I am pleased to be considered a Weird Canadian, which I guess is what it means when Weird Canada reviews something of yours:

Change and perseverance. Preposterous and indispensable. Anna Leventhal’s “Moving Day & Other Stories,” a specular collection from the ordinary out-of-the-ordinary, the familiar fantastic, might well have been titled The Montreal Trilogy.

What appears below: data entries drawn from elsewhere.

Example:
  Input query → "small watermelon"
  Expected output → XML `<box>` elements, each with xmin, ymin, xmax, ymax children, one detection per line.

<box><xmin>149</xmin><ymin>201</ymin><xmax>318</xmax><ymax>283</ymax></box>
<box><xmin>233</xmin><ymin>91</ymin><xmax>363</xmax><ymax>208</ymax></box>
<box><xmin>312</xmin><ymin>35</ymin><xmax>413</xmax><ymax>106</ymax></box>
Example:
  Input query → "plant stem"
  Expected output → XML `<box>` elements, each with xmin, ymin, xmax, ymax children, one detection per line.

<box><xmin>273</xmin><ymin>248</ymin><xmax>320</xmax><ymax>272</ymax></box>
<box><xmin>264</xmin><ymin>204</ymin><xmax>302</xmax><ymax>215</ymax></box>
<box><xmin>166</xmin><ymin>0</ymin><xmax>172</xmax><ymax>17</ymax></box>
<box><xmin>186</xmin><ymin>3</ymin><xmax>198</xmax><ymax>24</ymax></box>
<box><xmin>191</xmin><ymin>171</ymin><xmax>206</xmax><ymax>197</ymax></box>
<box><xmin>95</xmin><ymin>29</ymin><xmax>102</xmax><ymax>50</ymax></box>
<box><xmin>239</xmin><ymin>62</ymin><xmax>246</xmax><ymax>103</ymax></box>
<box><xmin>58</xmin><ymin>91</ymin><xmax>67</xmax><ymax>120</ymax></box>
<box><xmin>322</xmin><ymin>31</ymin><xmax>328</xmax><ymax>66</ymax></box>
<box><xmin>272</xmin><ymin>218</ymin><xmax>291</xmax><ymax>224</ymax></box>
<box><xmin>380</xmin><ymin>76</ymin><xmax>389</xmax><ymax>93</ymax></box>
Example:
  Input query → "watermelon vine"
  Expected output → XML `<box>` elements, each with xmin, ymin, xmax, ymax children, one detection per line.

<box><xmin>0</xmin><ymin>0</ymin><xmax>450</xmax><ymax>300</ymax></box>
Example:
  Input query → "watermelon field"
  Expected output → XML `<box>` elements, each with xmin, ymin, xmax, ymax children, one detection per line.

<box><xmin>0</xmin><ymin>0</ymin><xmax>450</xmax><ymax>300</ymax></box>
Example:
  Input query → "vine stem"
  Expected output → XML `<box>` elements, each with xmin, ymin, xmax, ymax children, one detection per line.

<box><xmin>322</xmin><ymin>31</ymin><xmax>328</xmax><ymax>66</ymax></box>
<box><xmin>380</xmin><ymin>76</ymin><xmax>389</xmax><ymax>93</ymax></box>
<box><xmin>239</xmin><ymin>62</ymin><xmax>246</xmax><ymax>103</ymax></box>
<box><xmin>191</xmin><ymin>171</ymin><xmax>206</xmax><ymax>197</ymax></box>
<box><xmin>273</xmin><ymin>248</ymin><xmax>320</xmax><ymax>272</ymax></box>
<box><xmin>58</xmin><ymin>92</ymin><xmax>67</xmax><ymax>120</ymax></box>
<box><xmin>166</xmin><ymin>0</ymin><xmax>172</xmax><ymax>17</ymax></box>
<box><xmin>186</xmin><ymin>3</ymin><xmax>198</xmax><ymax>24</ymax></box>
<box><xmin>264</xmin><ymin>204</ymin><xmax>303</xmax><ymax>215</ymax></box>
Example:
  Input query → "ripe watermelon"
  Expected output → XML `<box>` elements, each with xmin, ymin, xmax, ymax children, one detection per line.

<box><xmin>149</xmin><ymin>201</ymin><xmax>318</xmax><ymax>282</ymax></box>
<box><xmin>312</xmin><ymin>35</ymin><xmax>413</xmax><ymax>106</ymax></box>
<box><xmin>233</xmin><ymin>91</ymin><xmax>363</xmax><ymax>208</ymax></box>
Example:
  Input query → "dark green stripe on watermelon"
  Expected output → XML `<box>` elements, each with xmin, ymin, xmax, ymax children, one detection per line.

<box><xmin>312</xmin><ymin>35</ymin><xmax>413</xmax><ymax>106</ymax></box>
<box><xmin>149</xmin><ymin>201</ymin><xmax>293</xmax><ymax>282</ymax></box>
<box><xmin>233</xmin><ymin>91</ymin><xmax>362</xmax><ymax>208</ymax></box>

Read the whole thing here. And order the booklet here, if you’re so inclined.

Meanwhile, the next day

My friend Logan Tiberi-Warner and I have started a pop culture blog, because we think the internet needs more pop culture blogs from people who are like five years behind the times and really only like Star Trek. My first post is about Cloud Atlas:

I read the book in a seventy-two hour binge (it’s a long book, okay) because it was extremely delicious and kind of like obsessively watching Olympic figure-skating, in that I was completely in awe while it was happening and could have cared less the next day. It’s great writing (if your definition of “great” is “highly entertaining,” which I’ll admit mine sometimes is), but the message – in a nutshell, In Every Age of Darkness There Is A Pinprick Of Light – is, let’s be honest, banal. This is not a hugely profound book. It’s about as profound as Terminator II or Aliens or The DaVinci Code, which YES HAVE MOMENTS OF GREAT PROFUNDITY but aren’t really going to break the mould of humanity’s understanding of itself. This isn’t Tolstoy, people. So the movie, in taking on the message, which I’ll shorten to IEAODTIAPOL, as a guiding aesthetic and narrative principle, loses some actually quite engaging and interesting storylines and characters in favour of A Very Important (If Pretty Unoriginal) Message: Slavery is bad, be nice to people, do unto others, and so on.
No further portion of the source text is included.